Awesome. Let's say we have to plot the same thing over and over again for 10 different columns. That's going to be very annoying to do in Excel. So let's see if we can write up some function and "automate" this for us. I'm going to copy&paste all the code above and put it in a function.


In [94]:
def plotMyData(x,y):
    plt.plot(x, y,'-.',color='r',linewidth=3)
    plt.xlabel(x.name)
    plt.ylabel(y.name)
    plt.title(y.name + " vs. " + x.name)
    plt.legend()
    plt.show()

Now I'm going plot several columns in the liquid_flow_table (because there are many columns). Again, let's take a look at the table again.


In [96]:
liquid_flow_table.head()


Out[96]:
Primary Ultrasonic mySum myMultiplication myPower CumulativeSum myDivision
8 18.19 17.45 35.64 317.4155 9.640079e+21 362.02 0.953462
9 18.19 17.67 35.86 321.4173 1.824920e+22 379.69 1.000000
6 28.55 27.23 55.78 777.4165 4.326677e+39 316.80 0.834365
7 28.55 27.77 56.32 792.8335 2.643515e+40 344.57 0.907503
4 39.62 38.02 77.64 1506.3524 5.658590e+60 251.10 0.661329

In [99]:
plotMyData(liquid_flow_table.Primary,liquid_flow_table.mySum)



In [100]:
plotMyData(liquid_flow_table.Primary,liquid_flow_table.myMultiplication)



In [101]:
plotMyData(liquid_flow_table.Primary,liquid_flow_table.myPower)



In [102]:
plotMyData(liquid_flow_table.Primary,liquid_flow_table.CumulativeSum)b



In [103]:
plotMyData(liquid_flow_table.Primary,liquid_flow_table.myDivision)


So 5 different plots, all in 5 lines! Imagine doing this in Excel! And in fact, programming is so awesome you can in fact not even have to copy&paste and do all that work.


In [104]:
liquid_table_columns_list = list(liquid_flow_table.columns.values)
liquid_table_columns_list


Out[104]:
['Primary',
 'Ultrasonic',
 'mySum',
 'myMultiplication',
 'myPower',
 'CumulativeSum',
 'myDivision']

In [106]:
for column in liquid_table_columns_list:
    plotMyData(liquid_flow_table.Primary, liquid_flow_table[column])b


So if you're not still sold over this, I don't know what will :)

If we have time, let's open our GASISData. If you open it in excel, you can see that it's a huge table. About 19220 rows and maybe 60 columns. Let's read the file in and see how pandas handle it.

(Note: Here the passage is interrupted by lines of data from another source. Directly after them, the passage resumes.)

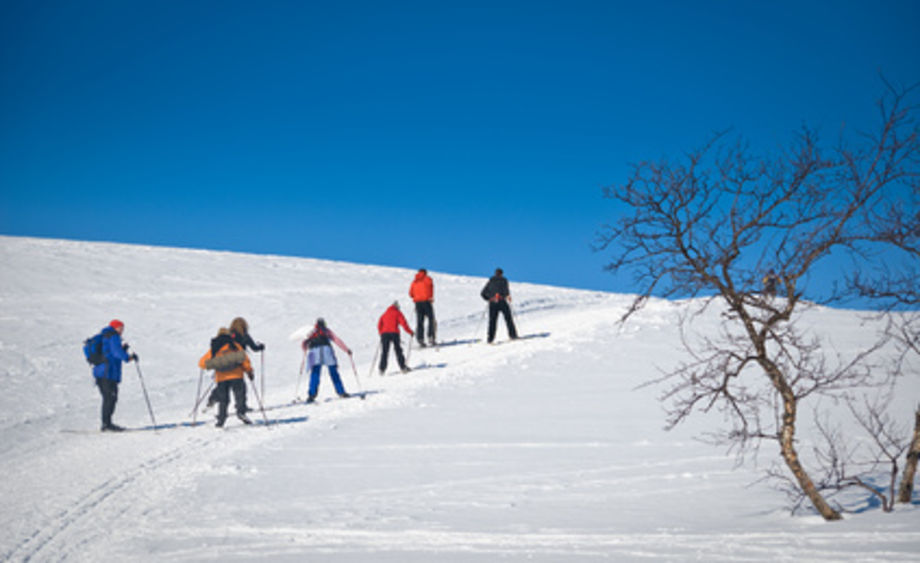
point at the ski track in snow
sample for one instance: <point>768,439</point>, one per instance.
<point>538,494</point>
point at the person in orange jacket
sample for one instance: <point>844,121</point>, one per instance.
<point>422,293</point>
<point>230,364</point>
<point>388,327</point>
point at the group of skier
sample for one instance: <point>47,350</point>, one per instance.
<point>228,359</point>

I'm going to use something that's specific to Jupyter Notebook to time how long it reads in the data.


In [110]:
%%timeit
xls = pd.read_csv(r'C:\Users\jenng\Documents\texaspse-blog\media\f16-scientific-python\week2\GASISData.csv')


C:\Anaconda3\lib\site-packages\IPython\core\magic.py:193: DtypeWarning: Columns (23,24,27,28,29,51,52,61,126,135,136,141,142,143,145,146) have mixed types. Specify dtype option on import or set low_memory=False.
  call = lambda f, *a, **k: f(*a, **k)
C:\Anaconda3\lib\site-packages\IPython\core\magics\execution.py:1046: DtypeWarning: Columns (23,24,27,28,29,51,52,61,126,135,136,141,142,143,145,146) have mixed types. Specify dtype option on import or set low_memory=False.
  all_runs = timer.repeat(repeat, number)
1 loop, best of 3: 664 ms per loop

So took about 664 ms in total to read that in. That's pretty cool!